Последние наставления
В жизни Конфуция проглядывает одна великая загадка: загадка единства ритуальной заданности поведения и внутренней свободы духа. Удел Конфуция в миру – безукоризненная аккуратность каждого жеста и слова, изысканное кружево стильных манер, сквозь которое просвечивает духовный свет жизни. Это мир теней, отблесков, отчужденных следов мировой со-бытийности и – мир-экран, мир-ограда, оберегающий «полноту добродетели» мудрого. Конфуций живет в миру строго по этикету – и не более того. Он защищает этикетом свою неприкосновенность и свое достоинство; ему нравится держать дистанцию в светском общении. «Хороший человек не стремится получить доступ во внутренние покои чужого дома», – часто повторяет он. Мы никогда не узнали бы о внутреннем источнике силы Учителя, о сокровенном просторе его сообщительности с миром, о теплоте его сердца, согревающей «древнюю правду», если бы не одно совершенно особое измерение его бытия: его школа, круг его учеников, которые только и имели возможность и право бывать во внутренних покоях дома Учителя Куна. Разумеется, речь идет о школе не просто как учебном заведении, но как пространстве внутреннего, доверительного общения между людьми, обители «многотрудной праздности» самовысвобождающегося духа, затаенной мечте о совершенстве. Школа Конфуция, мы уже знаем, не отгорожена от жизни и даже едва ли отделена от нее. В сущности, она и есть жизнь подлинная и доподлинно прожитая; она есть жизнь внутри жизни. Ничего удивительного, что в обществе учеников Конфуций держится совсем не так, как в свете. Здесь его церемонность отступает на второй план или вовсе испаряется, и перед нами встает образ человека поразительно живого и непосредственного – задумчивого, остроумного, ценящего шутку, готового признать свои ошибки, в чем-то сомневающегося, порой тоскующего или рассерженного, но всегда внимательного к ближнему и требующего от себя и от других искренности каждого поступка и каждого слова. Образ скорее заботливого отца и старшего товарища, чем классного наставника. Он и в самом деле называл учеников своими «детьми». Он любил их как родных детей.

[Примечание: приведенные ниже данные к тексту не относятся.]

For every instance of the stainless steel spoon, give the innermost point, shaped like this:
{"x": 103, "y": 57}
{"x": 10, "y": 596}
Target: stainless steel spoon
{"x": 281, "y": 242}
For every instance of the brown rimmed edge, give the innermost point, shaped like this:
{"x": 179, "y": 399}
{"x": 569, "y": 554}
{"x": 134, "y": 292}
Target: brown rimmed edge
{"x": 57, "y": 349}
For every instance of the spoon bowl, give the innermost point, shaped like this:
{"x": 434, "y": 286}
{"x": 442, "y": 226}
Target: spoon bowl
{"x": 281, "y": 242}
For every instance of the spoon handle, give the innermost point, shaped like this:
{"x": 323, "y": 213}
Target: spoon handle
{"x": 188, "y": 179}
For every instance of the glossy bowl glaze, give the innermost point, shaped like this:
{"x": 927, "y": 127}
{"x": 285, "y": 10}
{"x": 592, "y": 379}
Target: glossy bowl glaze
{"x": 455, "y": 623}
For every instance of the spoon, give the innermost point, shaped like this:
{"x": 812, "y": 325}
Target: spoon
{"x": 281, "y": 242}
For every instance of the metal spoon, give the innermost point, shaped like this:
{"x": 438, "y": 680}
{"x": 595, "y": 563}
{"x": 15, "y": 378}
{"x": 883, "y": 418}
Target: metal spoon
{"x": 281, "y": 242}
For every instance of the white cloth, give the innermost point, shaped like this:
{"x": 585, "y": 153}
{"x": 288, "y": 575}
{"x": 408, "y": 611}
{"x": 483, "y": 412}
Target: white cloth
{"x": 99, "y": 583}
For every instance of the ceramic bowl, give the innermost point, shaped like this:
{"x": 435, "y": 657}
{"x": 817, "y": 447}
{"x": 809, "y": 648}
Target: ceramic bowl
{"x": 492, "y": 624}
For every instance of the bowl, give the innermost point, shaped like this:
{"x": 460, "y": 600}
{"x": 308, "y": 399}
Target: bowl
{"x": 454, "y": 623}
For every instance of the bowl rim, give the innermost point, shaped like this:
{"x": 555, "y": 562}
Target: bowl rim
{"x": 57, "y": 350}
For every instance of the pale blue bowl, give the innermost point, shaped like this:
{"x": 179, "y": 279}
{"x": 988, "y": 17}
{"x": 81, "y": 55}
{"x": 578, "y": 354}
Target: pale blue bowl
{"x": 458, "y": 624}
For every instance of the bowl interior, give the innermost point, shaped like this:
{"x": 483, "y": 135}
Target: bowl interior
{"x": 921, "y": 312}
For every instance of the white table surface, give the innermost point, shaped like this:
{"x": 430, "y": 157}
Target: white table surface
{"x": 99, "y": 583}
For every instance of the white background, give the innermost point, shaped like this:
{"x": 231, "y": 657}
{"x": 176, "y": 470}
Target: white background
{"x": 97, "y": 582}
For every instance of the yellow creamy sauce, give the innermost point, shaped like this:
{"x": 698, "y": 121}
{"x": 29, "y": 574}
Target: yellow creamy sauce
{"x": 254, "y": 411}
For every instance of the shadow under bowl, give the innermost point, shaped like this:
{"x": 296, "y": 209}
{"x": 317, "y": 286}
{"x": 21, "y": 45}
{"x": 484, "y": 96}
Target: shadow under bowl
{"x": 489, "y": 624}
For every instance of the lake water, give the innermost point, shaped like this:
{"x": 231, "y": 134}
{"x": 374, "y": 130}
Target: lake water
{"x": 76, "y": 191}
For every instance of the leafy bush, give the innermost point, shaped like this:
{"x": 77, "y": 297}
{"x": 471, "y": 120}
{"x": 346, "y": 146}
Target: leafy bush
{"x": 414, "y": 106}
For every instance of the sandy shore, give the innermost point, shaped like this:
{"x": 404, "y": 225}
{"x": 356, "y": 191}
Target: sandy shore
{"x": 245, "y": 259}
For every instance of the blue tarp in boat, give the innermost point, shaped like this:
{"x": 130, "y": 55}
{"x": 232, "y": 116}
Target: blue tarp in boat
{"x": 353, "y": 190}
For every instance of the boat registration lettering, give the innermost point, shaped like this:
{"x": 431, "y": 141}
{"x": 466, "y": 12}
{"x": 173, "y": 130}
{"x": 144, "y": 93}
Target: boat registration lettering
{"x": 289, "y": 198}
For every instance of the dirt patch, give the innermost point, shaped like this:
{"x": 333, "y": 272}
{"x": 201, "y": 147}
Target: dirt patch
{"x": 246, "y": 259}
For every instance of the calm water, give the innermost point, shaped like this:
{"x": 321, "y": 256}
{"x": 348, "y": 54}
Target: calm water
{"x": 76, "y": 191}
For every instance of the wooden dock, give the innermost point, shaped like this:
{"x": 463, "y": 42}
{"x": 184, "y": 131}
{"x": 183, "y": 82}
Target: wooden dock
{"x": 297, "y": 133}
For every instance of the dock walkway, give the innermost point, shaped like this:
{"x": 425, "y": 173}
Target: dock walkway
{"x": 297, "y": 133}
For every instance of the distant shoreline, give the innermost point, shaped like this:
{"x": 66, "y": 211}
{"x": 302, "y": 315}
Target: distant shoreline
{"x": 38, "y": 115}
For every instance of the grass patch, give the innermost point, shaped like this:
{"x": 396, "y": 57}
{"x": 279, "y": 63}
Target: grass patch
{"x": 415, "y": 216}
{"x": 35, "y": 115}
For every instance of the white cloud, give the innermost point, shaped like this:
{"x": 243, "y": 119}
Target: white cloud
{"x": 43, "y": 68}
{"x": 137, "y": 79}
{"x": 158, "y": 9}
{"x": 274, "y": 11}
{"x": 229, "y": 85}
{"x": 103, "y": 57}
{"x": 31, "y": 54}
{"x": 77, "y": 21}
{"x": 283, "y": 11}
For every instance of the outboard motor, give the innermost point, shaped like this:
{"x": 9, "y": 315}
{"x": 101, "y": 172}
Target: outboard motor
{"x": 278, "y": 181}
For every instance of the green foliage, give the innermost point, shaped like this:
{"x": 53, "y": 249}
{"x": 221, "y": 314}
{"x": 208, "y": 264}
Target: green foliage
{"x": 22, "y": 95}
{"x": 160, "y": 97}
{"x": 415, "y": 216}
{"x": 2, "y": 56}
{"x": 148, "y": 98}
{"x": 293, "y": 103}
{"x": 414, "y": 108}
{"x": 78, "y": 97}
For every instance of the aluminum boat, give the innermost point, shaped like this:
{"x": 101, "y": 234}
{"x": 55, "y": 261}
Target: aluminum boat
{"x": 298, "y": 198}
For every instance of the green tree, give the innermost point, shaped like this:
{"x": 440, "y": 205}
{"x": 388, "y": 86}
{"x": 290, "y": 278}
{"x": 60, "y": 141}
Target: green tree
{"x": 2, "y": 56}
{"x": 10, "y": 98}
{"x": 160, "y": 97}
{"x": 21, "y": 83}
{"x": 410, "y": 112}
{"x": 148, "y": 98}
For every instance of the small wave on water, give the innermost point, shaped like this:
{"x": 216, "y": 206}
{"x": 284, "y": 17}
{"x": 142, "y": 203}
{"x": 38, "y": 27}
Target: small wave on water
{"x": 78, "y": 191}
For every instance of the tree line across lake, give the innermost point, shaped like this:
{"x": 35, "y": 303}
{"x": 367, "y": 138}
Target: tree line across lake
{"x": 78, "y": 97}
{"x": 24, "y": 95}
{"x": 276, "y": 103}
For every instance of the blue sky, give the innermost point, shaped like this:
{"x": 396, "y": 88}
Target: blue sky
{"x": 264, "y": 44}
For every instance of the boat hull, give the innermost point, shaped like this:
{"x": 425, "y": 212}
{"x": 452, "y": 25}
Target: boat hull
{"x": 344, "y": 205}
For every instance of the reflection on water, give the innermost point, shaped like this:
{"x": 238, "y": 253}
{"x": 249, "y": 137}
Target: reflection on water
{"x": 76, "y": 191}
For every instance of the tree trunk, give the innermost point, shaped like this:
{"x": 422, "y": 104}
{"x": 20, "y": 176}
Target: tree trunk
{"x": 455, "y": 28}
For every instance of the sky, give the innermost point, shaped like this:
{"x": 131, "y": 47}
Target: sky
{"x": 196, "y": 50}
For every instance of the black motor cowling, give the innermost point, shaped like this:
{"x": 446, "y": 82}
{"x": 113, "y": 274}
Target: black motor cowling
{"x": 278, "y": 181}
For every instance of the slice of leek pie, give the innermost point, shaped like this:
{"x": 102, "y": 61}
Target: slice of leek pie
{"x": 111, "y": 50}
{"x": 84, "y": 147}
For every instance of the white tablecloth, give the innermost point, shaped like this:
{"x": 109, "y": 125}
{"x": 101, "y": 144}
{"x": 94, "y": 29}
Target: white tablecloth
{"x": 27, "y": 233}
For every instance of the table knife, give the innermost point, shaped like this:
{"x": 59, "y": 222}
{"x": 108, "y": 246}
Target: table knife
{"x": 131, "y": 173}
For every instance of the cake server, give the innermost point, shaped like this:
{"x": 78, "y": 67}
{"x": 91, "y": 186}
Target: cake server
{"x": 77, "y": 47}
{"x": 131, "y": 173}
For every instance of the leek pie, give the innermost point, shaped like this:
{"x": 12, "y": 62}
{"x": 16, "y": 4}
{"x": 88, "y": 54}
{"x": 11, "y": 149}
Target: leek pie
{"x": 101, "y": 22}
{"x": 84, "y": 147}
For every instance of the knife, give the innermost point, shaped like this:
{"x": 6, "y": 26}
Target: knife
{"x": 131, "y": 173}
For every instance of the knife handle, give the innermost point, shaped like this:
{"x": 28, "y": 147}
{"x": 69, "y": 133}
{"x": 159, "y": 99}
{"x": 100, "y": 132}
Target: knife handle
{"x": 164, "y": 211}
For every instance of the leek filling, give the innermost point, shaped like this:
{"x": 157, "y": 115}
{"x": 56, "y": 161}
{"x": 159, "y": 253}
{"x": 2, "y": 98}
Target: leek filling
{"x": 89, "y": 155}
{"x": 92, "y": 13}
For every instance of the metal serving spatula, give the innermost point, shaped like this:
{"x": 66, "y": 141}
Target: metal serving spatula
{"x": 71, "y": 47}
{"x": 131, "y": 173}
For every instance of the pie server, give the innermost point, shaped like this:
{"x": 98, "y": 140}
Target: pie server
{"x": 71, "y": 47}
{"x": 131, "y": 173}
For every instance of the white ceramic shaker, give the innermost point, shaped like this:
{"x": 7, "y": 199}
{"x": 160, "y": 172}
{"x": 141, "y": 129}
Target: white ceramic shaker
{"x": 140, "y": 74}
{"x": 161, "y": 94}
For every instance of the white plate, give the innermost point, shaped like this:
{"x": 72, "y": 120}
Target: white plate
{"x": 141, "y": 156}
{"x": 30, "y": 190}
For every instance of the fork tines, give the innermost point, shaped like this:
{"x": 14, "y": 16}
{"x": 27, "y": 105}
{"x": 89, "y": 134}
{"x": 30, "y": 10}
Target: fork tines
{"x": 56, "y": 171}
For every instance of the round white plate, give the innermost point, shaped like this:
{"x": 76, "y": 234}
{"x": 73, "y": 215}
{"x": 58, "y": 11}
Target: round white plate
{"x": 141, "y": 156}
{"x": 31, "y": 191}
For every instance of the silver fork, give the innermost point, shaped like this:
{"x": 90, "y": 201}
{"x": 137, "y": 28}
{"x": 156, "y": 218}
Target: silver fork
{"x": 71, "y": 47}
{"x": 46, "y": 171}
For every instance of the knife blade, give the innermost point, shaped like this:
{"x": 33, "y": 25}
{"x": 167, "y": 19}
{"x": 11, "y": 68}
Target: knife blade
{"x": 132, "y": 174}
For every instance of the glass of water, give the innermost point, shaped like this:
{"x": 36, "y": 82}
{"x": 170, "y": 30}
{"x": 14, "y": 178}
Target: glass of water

К Учителю Куну приходили за наукой сотни людей всех возрастов, нередко из дальних краев. Единицам удавалось войти в круг близких учеников – тех, кто был «допущен в личные покои» учителя. Мы довольно много знаем об этом новом поколении лучших выучеников Конфуция, поскольку именно им (и их собственным ученикам) мы обязаны появлением на свет книги «Беседы и суждения». Все они были моложе учителя по крайней мере лет на сорок и годились ему не то что в сыновья, но и во внуки. Самый молодой из них, уроженец далекого царства Чу Гунсунь Лун, родился на 53 года позже учителя. Как и старшие ученики, это были люди очень разные по характеру, интересам, происхождению, способностям. Все же преобладали среди них отпрыски высокопоставленных семей, чему не следует удивляться: искать расположения Учителя Куна уже не считали зазорным даже знатнейшие аристократы. А Конфуций честно признавался:
«Те, кто пришел ко мне поначалу, были по части ритуалов и музыки дремучими людьми. А те, кто пришел ко мне потом, в ритуалах и в музыке были людьми сведущими. И все же в жизни я отдаю предпочтение первым».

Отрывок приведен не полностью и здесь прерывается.